By Solomon Smith, Political News Editor
Lines to vote wrapped around the Campus Center Building and out the back door as the new voting machines and a last opportunity to participate in the California Democratic primary wound down.
“The voting was easy,” said Josefina, a Valley College student. “The waiting was a hassle, it took 40 to 45 in line.”
March 3 is Super Tuesday, the day when almost 20 percent of the Democratic electoral votes are up for grabs. California has the largest number of them at 495. The new voting booths and voting centers on Valley’s Campus are part of the 2016 Voter’s Choice Act which includes all of the Los Angeles Community College Campuses as voting centers, according to a memo circulated by the LACCD. Youth suffragists were expected in higher volumes at the polls according to Herbert Johnson, the lead at the Valley College Voting Center located in the CC building. Voters were, for the most part, satisfied with the new system.

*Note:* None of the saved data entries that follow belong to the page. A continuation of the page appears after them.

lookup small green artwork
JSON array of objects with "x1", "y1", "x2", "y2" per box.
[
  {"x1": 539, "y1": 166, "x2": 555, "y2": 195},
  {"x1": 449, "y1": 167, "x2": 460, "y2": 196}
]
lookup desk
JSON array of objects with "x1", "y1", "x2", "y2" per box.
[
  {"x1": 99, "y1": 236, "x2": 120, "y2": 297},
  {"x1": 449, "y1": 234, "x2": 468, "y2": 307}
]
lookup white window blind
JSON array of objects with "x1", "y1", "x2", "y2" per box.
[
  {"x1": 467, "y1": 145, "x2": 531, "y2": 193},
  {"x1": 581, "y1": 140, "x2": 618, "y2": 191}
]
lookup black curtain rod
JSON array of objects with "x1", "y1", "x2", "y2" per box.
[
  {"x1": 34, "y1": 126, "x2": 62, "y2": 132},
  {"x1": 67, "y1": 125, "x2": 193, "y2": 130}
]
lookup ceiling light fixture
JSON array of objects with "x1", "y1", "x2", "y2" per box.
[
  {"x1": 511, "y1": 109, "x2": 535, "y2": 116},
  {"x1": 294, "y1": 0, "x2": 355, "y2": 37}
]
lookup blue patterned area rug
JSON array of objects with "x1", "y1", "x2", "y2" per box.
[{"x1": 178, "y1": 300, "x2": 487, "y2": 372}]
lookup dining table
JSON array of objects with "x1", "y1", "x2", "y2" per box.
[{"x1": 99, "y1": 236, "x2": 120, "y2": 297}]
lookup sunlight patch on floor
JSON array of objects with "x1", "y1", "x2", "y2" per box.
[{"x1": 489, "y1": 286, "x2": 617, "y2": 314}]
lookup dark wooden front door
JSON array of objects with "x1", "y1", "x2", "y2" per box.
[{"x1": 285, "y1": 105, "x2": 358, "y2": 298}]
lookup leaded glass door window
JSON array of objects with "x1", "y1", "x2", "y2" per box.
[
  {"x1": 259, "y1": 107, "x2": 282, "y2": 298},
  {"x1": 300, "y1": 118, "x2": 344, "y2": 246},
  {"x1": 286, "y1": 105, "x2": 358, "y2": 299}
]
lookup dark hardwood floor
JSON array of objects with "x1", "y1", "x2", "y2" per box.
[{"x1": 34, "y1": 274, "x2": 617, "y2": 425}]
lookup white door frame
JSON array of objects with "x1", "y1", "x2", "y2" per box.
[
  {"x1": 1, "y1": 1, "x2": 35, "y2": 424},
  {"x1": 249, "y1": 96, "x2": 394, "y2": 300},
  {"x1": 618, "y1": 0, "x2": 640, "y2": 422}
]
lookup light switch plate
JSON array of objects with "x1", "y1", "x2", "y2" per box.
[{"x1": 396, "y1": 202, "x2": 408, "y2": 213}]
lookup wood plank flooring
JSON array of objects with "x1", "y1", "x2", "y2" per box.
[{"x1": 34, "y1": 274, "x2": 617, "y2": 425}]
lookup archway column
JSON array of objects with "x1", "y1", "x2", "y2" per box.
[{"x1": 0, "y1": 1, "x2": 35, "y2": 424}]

The new machines are now in use for their first real vote and, after two practice runs and classes for poll workers, the real world met the machines with a modicum of success from generally happy voters, according to Johnson. With half of the expected staff of 13 (he only has six workers), the voting has not had any major problems, according to Johnson.
The overhauled voting process, culminated into voting centers, has had some minor kinks to work out, however. According to Johnson, there was some “complaint from older voters” who were more familiar with the old paper system. A few voters were also confused about the different steps in the process, which were not clear for some balloters. Johnson assures voters that this does not invalidate their vote, however, as long as they have completed the digital step.
“It prints a copy of what you voted and the screen lets you see it to verify, … so when the system tells you to put the ballot back in, the people will put the ballot back in and the screen will come up and say that the ballot is ready to cast, they walk away,” said Johnson. “[T]he machine will turn itself off, because it has a ballot it doesn’t know what to do with. The ballot doesn’t get deleted or erased; it’s still counted.”
Aside from a little apprehension about the new voting process, the other main issue for many voters was the Democratic primary. With Sanders expected to win the state of California, it was not surprising that some cast their vote for him at Valley. Sanders has had greater success with younger voters and much of the Hispanic population, with 46.8 of the total vote and 24 delegates, according to the Associated Press.
Support among voters varied. Some citizens were firmly in the Sanders camp, like Whitt-Ordone, a Valley student and psychology major, who had “no question” about voting for Sanders, someone he supported since 2015 to a necessity. Others were not as enthusiastic.
“I voted for Sanders mostly because I thought it was the lesser of the two evils,” said Clifford Mar, a Valley staff member. “I didn’t have that much of an issue with it, I did have an issue with his constant texting.”